In [1]:
from bs4 import BeautifulSoup
import requests
import numpy as np
import time, os
from time import sleep
from random import randint
import re
import json
from fake_useragent import UserAgent
import math

## Scrape imdb awards page

In [2]:
ua = UserAgent()
user_agent = {'User-agent': ua.random}
pages = np.arange(1980,2021)
#title_ids=[]

d = dict()
def get_title_ids(pages):
    noms_list = []
    imdb_ids=[]
    
    award_dict = {}
    #Get all the raw title ids
    for page in pages:
        url = 'https://www.imdb.com/event/ev0000003/'+str(page)
        response = requests.get(url,headers=user_agent).text
        data = json.loads( re.findall(r'IMDbReactWidgets\.NomineesWidget\.push.*?(\{.*\})', response)[0] )

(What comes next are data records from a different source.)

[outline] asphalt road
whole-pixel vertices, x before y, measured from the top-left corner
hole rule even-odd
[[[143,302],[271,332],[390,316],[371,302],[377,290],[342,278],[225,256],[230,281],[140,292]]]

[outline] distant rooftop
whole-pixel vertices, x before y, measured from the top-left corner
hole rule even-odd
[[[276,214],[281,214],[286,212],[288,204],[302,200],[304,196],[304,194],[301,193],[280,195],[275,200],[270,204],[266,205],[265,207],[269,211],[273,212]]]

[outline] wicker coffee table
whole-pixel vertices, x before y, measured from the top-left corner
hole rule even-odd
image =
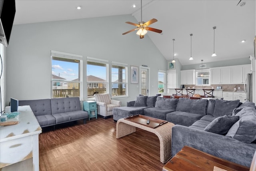
[[[174,125],[174,123],[168,122],[154,129],[122,118],[116,123],[116,138],[135,132],[136,127],[154,133],[160,141],[160,161],[164,163],[172,157],[172,128]]]

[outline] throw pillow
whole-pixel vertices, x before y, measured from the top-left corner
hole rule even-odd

        #print(json.dumps(data, indent=4)) # <-- comment this out to print all data
        award_dict = {}
        for award in data['nomineesWidgetModel']['eventEditionSummary']['awards']:
            if award['awardName'] != 'Oscar':
                continue
            for title in award['categories']:
                category_name = title['categoryName']
                award_dict[category_name] = []
                noms = title['nominations']
                for nom in noms:
                    if len(nom['secondaryNominees'])!=0:
                        id_ = nom['secondaryNominees'][0]['const'] 
                    id_2 = nom['primaryNominees'][0]['const']
                    award_dict[category_name].append(id_)
                    award_dict[category_name].append(id_2)
                    imdb_ids.append(id_)
                    imdb_ids.append(id_2)
        noms_list.append(award_dict)
        sleep(randint(2,10))
        
    #change the titleId into a set
    imdb_ids_set = set(imdb_ids)
    imdb_film_ids = []
    
    #Set Contains id for people and films extract the films only 
    for film_id in imdb_ids_set:
        if film_id[0]=='t':
            imdb_film_ids.append(film_id)
    return imdb_film_ids,noms_list
    

## Scrape from IMDB Title Film Page

In [3]:
def get_movie_crew_and_genre(soup,field_name):
    '''Function to grab films writers,genres,directors,and '''
    movie_crew_list = []
    for a in soup.find('h4', text=re.compile(field_name)).parent.find_all('a'):
        movie_crew_list.append(a.text.strip())
    return movie_crew_list

In [4]:
def get_movie_value(soup, field_name):
    
    '''Grab a value from Box Office Mojo HTML
    
    Takes a string attribute of a movie on the page and returns the string in
    the next sibling object (the value for that attribute) or None if nothing is found.
    '''
    
    obj = soup.find(text=re.compile(field_name))
    
    if not obj: 
        return None
    
    # this works for most of the values
    next_element = obj.findNext()
    
    if next_element:
        return next_element.text 
    else:
        return None

In [5]:
def get_distribution_company(soup):
    usa_distribution = ''
    usa_distribution_and_release = []
    distribution_company = soup.find('h4', {'id':'distributors'}).parent.find_all('li')
    for country_distro in distribution_company:
        if 'USA' in country_distro.text:
            usa_distribution = country_distro.text
            break
    usa_distribution_and_release = usa_distribution.split('(')
    usa_distribution = usa_distribution_and_release[0].replace('\n','').strip()
    return usa_distribution

In [6]:
def get_movie_dict(titleId):
    '''
    Grab the titleId 
    '''
    
    url = 'https://www.imdb.com/title/'+str(titleId)
    response = requests.get(url)
    page = response.text
    soup = BeautifulSoup(page, "lxml")
    
    title_div = soup.find('div',class_='title_wrapper')
    title_div

    IMDB_id = titleId
    
    #title 
    title = get_movie_value(soup,'title')
    title = title.split('(')[0].strip()

    #Get the directors for the movie
    directors = get_movie_crew_and_genre(soup,'Director')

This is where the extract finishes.